You know that feeling when you type something into Google – no matter how obscure – and you see that someone has searched for it before? Content provides that connection. The fact that content for Topic X exists means that someone else had the same problem and also needed Topic X. You are not alone. Content unites.

The search for information is a cry for help. No matter how inconsequential, it is someone looking to improve their circumstances by educating themselves.

The content manager is a matchmaker. The world is looking for content, and content is waiting to be found. The content manager is the person who brokers that meeting. The world is better when this happens.

I want to be there for that. I want to be the silent thing lurking in the background that someone thanks when they find what they’re looking for. I want to be that source of happiness for them, however many layers removed, however faintly understood and acknowledged.

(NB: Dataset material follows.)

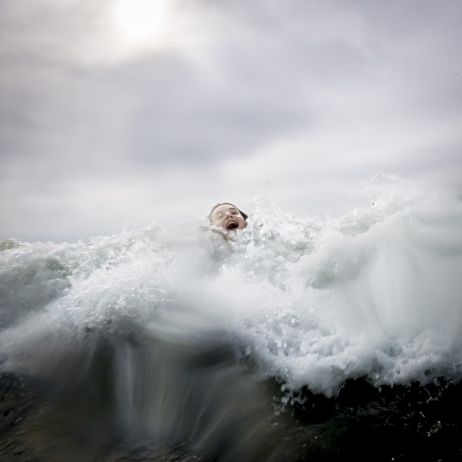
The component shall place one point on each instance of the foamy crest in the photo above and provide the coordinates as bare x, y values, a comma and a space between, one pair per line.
313, 301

I am driven by the vision of people finding what they’re looking for, experiencing that happiness, educating themselves, and making a better decision sometime in the future because of it.

You don’t create content for yourself, you create it to be consumed. By the same token, you don’t manage content for yourself, you manage content to make it easier for someone else to consume it. Content is a service to others. It is a service to the world.

I believe that the management of content is honorable. Managing content makes the world a better place.

When you manage content, you are a gear in a larger machine. You are the volunteer passing sandbags down the line. You are bridging the gap between those who create and those who consume.

In a perfect world, you are unnoticed. You exist in service of the content, and your performance is measured strictly in how well you allow the soul of the content to be found, understood, and used by the consumer. And in some small way, your performance in this role makes the world a better place.

This is the role I gladly accept.

This is why I love to manage content.